Customer support, where unresolved queries escalate due to missed knowledge base hits.
Legal search, where clause discovery depends on phrasing, not legal equivalence.
E-commerce, where product searches fail unless users mirror site taxonomy (“running shoes” vs. “sneakers”).

Semantic search addresses these issues by modeling similarity in meaning—not just words. But that doesn’t mean it always wins. The next section unpacks what it is, how it works, and when it actually makes sense to use.

🧠 What Is Semantic Search? A Practical Model

Semantic search retrieves information based on meaning, not surface words. It relies on transforming text into vectors—mathematical representations that cluster similar ideas together, regardless of how they’re phrased.

Lexical vs.

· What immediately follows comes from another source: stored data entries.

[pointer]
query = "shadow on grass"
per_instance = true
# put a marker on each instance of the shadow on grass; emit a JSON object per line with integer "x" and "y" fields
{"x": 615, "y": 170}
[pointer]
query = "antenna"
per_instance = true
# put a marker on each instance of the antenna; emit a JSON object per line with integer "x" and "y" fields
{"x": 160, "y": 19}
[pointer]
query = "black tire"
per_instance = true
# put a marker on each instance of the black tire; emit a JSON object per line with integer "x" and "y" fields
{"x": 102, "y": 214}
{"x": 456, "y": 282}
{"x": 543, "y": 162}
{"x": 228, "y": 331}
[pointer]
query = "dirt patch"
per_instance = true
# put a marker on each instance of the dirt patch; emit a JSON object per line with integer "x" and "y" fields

Semantic: A Mental Model

Lexical search finds exact word matches.

Query: “laptop stand”

Misses: “notebook riser”, “portable desk support”

Semantic search maps all these terms into nearby positions in vector space.The system knows they mean similar things, even without shared words.

Core Components

Embeddings: Text is encoded into a dense vector (e.g., 768 to 3072 dimensions), capturing semantic context.
Similarity: Queries are compared to documents using cosine similarity or dot product.
Hybrid Fusion: Combines lexical and semantic scores using techniques like Reciprocal Rank Fusion (RRF) or weighted ensembling.

Evolution of Approaches

Stage	Description	When Used
Keyword-only	Classic full-text search	Simple filters, structured data
Vector-only	Embedding similarity, no text indexing	Small scale, fuzzy lookup
Hybrid Search	Combine lexical + semantic (RRF, CC)	Most production systems
RAG	Retrieve + generate with LLMs	Question answering, chatbots
Agentic Retrieval	Multi-step, context-aware, tool-using AI	Autonomous systems

Semantic search isn’t just “vector lookup.” It’s a design pattern built from embeddings, retrieval logic, scoring strategies, and increasingly—reasoning modules.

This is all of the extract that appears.